EFFIVITY PDPL DATA RETENTION POLICY

Last revision: 28 April 2026

Contents

1. Purpose

2. Scope

3. Definitions

4. Retention principles

5. Roles and responsibilities

6. Retention schedule

7. Cookies and online identifiers

8. Storage and security during retention

9. Destruction and anonymization

10. Legal holds and exceptions

11. Data subject rights and retention

12. Cross-border data transfers

13. Vendors and processors

14. Records of processing and audit

15. Breach of this policy

16. Review and version control

1. Purpose

This Policy sets out how Effivity Technologies Pvt Ltd (“Effivity”, “we”) retains, archives and securely destroys personal data and other records that we hold as a controller or as a processor on behalf of our Clients.

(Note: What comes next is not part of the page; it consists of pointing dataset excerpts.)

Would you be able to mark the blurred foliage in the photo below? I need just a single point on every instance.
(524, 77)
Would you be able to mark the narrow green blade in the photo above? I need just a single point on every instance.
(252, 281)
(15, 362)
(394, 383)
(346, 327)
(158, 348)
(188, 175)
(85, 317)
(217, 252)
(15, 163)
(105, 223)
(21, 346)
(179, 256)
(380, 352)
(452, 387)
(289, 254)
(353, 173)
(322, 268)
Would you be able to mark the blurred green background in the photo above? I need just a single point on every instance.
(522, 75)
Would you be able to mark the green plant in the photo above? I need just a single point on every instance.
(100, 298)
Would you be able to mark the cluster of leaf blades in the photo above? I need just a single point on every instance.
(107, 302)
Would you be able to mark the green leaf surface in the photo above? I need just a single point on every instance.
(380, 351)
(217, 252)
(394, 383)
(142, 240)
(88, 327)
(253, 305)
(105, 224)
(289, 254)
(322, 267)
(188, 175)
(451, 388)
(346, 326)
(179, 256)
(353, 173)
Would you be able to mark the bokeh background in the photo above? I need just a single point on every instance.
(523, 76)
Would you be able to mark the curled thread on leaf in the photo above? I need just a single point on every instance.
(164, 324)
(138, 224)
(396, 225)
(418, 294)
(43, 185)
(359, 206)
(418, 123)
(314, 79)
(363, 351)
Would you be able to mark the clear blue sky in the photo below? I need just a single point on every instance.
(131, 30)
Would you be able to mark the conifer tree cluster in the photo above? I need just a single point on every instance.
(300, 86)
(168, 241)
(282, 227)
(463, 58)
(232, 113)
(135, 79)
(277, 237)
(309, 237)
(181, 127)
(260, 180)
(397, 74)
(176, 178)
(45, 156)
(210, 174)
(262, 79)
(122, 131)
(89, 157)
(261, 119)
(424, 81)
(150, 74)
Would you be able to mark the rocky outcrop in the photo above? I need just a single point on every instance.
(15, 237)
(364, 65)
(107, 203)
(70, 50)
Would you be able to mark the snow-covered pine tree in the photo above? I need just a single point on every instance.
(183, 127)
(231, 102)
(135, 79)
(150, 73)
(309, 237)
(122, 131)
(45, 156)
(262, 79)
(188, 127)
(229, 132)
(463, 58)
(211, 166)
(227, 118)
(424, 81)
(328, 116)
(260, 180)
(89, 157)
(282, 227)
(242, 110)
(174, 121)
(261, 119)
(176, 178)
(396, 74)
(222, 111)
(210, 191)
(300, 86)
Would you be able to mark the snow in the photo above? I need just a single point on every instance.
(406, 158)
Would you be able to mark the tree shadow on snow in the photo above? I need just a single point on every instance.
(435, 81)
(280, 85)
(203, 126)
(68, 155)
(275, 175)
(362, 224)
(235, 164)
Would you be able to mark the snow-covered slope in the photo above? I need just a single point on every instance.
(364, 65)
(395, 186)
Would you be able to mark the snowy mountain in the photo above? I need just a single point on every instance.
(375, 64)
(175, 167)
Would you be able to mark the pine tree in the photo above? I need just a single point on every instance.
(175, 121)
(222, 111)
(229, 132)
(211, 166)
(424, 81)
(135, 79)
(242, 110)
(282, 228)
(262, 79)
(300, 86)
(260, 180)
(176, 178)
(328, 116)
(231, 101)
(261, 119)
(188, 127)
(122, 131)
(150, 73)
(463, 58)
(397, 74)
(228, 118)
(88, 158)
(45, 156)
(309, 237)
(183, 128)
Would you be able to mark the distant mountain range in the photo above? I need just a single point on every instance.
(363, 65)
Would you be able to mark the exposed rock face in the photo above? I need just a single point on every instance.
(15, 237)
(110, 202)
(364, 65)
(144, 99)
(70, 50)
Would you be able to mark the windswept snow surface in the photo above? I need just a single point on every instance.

It is designed to ensure that we:

Process personal data only for as long as is necessary to achieve the purpose for which it was collected;

Comply with our obligations under applicable data protection laws, including the Kingdom of Saudi Arabia’s Personal Data Protection Law (“PDPL”) and its Implementing Regulations, the EU/UK GDPR, and India’s Digital Personal Data Protection Act 2023;

Comply with our certification commitments under ISO/IEC 27001;

Reduce the risks associated with holding data that is no longer needed; and

Provide a transparent and auditable basis for retention decisions.

2. Scope

This Policy applies to:

All personal data processed by Effivity, in any format and on any medium (cloud-hosted production systems, internal IT systems, paper records, removable media, mobile devices, and back-up media);

All employees, contractors, interns and third parties who process personal data on behalf of Effivity; and

All Effivity products, services and websites, including www.effivity.com and the Effivity application suite (QMS, EHS, FSMS, ISMS and related modules).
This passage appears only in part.